Learning to Write Multi-Stylized Chinese Characters by Generative Adversarial Networks
-
Abstract: With the development of Generative Adversarial Networks (GAN), more and more researches have been conducted in the field of Chinese fonts transformation and researchers are able to generate high-quality images of Chinese characters. These font transformation models can transform a source font to a target font using GAN. However, current methods have limitations that 1) generated images are oftentimes blurry and 2) models can only learn and produce one target font at a time. To address these problems, we have developed a brand-new model to perform Chinese font transformation. First, font information is attached to images to tell the generator the fonts that we want to transform. Then, the generator extracts and learns feature mappings through convolutional networks and generates photo-realistic images using transposed convolutional networks. The ground truth images are then used as supervisory information to ensure that characters and fonts generated are consistent with themselves. This model only needs to be trained once, but it is able to transform one font to multiple fonts and produce new fonts. Extensive experiments on seven Chinese font datasets show the superiority of the proposed method over several other methods in Chinese font transformation.摘要: 随着生成对抗网络(GAN)的发展,中文字体转换领域的研究越来越多,研究者能够生成高质量的汉字图像。这些字体转换模型可以使用GAN将源字体转换为目标字体。然而,目前的方法有以下局限:1)生成的图像模糊;2)模型一次只能学习和生成一种目标字体。针对这些问题,该文开发了一种全新的模式来执行中文字体转换。首先,将字体信息附加到图像上,告诉生成器需要转换的字体;然后,通过卷积网络提取和学习特征映射,并使用转置卷积网络生成照片真实图像。使用真实图像作为监控信息,以确保生成的字符和字体与它们自身一致。这个模型只需要训练一次,就能够将一种字体转换为多种字体并生成新的字体。对7个中文字体数据集的大量实验表明,该方法在中文字体转换中优于其他几种方法。
-
1. Introduction
Chinese font transformation and font design have always been problematic. One problem is that, compared to English or Latin letters, the total number of Chinese characters is huge. Chinese government standard GB18030-2000, there are 27 533 unique characters[1] and the number of daily used characters is at least 3 500. Another problem is that Chinese characters have complex shapes and structures and researchers cannot simply transform them by classifying them.
Some methods, such as zi2zi and Chinese typography transfer, implement Chinese font transformation based on Pix2Pix[2], which is an image-to-image translation. These models learn feature maps from one target font and then apply the feature maps to the source font to do the transformation. However, one limitation of doing so is that we need to train this model again if we want to transform characters to another target font, which can be very time-consuming. Another problem is that the images generated are oftentimes blurry.

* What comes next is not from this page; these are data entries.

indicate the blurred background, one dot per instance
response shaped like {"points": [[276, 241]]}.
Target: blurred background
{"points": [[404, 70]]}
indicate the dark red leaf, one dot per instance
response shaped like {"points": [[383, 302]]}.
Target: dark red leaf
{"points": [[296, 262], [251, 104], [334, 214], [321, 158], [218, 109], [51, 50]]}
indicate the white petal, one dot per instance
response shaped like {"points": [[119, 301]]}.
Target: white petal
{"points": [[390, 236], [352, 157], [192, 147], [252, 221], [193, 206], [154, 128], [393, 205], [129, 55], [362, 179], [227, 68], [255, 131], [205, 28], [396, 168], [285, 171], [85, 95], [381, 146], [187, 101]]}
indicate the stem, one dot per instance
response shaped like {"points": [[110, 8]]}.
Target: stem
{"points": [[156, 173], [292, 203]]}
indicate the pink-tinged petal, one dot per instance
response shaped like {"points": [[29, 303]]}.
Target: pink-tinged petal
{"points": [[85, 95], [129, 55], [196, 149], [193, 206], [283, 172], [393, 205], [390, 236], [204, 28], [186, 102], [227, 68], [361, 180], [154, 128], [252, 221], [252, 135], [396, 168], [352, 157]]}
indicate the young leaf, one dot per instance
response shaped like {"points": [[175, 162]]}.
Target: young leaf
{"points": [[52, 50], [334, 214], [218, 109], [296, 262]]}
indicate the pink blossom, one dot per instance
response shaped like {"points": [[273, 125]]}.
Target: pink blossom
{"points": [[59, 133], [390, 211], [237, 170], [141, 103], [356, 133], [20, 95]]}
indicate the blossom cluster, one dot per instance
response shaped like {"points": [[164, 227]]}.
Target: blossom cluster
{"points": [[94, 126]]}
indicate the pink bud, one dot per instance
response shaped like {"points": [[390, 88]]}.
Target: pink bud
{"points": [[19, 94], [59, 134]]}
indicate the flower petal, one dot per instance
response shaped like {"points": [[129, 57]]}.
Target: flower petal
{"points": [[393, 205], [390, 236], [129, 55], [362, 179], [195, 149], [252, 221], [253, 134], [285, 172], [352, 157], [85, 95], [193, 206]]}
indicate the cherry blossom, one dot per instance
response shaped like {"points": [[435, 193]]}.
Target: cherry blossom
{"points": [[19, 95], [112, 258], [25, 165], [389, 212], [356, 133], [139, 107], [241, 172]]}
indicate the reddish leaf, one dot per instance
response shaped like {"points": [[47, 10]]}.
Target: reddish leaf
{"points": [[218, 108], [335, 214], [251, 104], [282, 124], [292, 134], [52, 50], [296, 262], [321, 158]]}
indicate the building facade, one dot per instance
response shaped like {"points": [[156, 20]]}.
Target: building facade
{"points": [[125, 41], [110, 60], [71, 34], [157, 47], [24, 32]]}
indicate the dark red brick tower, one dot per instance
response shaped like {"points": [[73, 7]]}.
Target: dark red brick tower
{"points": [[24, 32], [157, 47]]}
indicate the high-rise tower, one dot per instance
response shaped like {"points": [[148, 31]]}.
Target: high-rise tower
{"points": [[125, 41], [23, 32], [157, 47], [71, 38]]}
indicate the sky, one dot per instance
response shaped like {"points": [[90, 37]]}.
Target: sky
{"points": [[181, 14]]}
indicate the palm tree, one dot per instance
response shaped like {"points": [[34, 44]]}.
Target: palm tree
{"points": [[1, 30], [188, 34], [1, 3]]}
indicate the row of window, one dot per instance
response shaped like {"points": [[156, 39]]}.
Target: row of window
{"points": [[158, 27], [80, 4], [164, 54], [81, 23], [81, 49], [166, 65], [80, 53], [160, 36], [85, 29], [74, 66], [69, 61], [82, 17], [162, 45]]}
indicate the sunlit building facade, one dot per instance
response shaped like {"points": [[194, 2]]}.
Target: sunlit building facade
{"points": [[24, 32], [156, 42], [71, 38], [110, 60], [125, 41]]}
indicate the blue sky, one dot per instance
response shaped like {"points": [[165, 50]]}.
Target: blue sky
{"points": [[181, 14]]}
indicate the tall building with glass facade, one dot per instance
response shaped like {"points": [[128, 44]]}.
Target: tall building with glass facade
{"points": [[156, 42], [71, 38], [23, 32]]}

Another image-to-image translation research is StarGAN [3]. StarGAN can learn the mappings among multiple domains using only a single generator and a discriminator, training effectively from images of all domains.
Nevertheless, this method cannot work effectively on transforming Chinese fonts because Chinese characters have different radicals, graphic components and strokes.
To address these problems, we have developed a new GAN's method. We use only one generator and one discriminator. When given an image and a label (one-hot vector) of the font of interest to the generator, the generator will generate fonts corresponding to the given label. Then given the fake image and real image to the discriminator, the discriminator will discriminate which one is the real image and give labels to both images on the font style. If given one image and more than one labels, the generator can create a new font. We will explain the experimental content about optimization process and the loss function in detail at proposed framework.
In short, our main contributions are as follows.
1) Propose a novel Chinese font transform method and a new font creation method, the former can transform from one font to multiple fonts while the latter can combine multiple fonts to generate a new font.
2) Improve the GAN's generator, let it learn the specified multiple fonts information and specify the font to be generated.
3) Produce qualitative and quantitative Chinese characters images, compared with other methods.
2. Related Work
Chinese Fonts Transformation. Some Chinese font transformation methods[4-5] view Chinese characters as the combination of radicals and strokes. zi2zi is the first deep model. It views Chinese characters as images, uses CGAN[6] to transfer typography style[7-8], and can successfully transform fonts of Chinese characters. Style-Aware Auto-Encoder (SA-VAE) can capture different graphic components of Chinese characters by disentangling the latent features into content-related and style-related components. Chinese typography transfer is an end-to-end model which does not rely on the graphical components of Chinese characters or their stroke orders, and this model treats each single Chinese character as an inseparable image.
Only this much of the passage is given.